AKA Nikolai Ivanovich Novikov
Birthplace: Avdotin, Bronnitsky, Russia
Location of death: Bronnitsky, Russia
Cause of death: unspecified
Religion: Russian Orthodox
Race or Ethnicity: White
Occupation: Critic, Author
Executive summary: Early Russian critic, The Drone
In 1769, Catherine the Great established Russia's first-ever satirical journal, "Odds and Ends", notable as it indicated the autocrat's acceptance of some degree of criticism of society and the state, mostly unthinkable in Russia up to that point. Following her lead, Nikolai Novikov published a series of short-lived journals in a similar vein, including "The Drone" (1769-70), "The Painter", and "The Babbler", which poked at society with frequent criticism of gallomania (worship of all things French, prevalent in Russia during the late 18th century). Novikov stopped publishing his satires following the bloody Pugachev rebellion in 1774.

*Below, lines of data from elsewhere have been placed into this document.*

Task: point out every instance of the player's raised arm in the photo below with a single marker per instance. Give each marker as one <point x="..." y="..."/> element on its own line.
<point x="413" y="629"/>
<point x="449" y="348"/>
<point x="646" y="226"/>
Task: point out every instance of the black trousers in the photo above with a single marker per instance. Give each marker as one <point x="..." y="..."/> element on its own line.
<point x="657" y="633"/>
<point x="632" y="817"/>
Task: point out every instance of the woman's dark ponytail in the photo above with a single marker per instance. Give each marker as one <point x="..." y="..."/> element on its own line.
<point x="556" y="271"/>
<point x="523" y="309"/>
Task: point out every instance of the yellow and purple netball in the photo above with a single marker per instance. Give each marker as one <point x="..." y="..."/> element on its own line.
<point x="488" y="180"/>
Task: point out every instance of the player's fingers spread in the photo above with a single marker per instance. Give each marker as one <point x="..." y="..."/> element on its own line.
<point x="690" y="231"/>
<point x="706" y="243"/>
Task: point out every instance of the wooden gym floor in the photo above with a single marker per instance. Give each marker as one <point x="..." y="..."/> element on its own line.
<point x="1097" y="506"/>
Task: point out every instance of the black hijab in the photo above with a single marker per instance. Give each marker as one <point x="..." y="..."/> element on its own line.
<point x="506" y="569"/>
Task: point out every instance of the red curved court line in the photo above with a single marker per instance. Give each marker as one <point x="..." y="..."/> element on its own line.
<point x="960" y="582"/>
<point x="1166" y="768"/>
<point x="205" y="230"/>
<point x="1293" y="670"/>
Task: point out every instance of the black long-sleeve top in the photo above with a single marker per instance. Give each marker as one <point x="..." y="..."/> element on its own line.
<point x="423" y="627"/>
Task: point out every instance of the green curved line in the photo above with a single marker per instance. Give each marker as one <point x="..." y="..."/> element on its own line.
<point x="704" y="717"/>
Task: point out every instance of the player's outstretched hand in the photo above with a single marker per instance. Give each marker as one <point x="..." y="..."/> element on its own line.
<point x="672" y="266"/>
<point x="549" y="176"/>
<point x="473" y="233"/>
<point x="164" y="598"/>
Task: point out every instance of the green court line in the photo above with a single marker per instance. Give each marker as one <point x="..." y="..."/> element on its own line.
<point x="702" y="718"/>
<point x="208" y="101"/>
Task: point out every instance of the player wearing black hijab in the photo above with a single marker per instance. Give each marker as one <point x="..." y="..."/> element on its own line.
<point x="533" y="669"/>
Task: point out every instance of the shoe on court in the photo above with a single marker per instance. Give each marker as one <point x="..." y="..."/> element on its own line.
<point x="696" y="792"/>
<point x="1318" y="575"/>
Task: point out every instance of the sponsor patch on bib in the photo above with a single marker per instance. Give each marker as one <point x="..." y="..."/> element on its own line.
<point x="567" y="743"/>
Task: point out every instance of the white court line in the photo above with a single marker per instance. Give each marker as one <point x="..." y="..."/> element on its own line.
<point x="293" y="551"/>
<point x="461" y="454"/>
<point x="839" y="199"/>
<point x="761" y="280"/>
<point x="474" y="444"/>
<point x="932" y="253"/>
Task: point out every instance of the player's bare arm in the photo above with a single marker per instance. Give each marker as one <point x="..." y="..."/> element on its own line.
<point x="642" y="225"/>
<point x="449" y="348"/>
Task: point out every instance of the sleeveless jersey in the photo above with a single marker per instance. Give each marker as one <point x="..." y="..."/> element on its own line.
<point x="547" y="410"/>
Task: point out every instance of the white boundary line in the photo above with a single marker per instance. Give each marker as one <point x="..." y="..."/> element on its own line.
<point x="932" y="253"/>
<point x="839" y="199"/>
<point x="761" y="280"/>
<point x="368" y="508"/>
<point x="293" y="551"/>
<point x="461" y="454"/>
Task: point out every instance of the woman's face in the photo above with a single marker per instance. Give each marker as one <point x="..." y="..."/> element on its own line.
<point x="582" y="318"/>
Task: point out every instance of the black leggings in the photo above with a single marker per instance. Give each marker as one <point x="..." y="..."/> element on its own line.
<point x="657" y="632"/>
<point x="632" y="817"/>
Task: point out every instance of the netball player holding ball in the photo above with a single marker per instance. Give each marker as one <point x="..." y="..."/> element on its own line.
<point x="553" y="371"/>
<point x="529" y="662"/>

Novikov served as a Russian emmisary to the Prussian court in the late 1770s, joining Freemasonry there and becoming actively involved in the society upon his return to Russia in 1779. Freemasonry was popular among the Moscow nobility, both for its mystical aspects and for its system of ethics and virtues; working to educate the nobility, Masons began the first large-scale publishing operation outside the government. Novikov was prominent in this effort, but ran afoul of the government's regulations on the publication of religious texts without permission of Orthodox church. In 1792, he was arrested and imprisoned on a 15 year sentence, only to be freed four years later when Catherine died and was succeeded by her son Paul, who attempted to reverse many of her policies.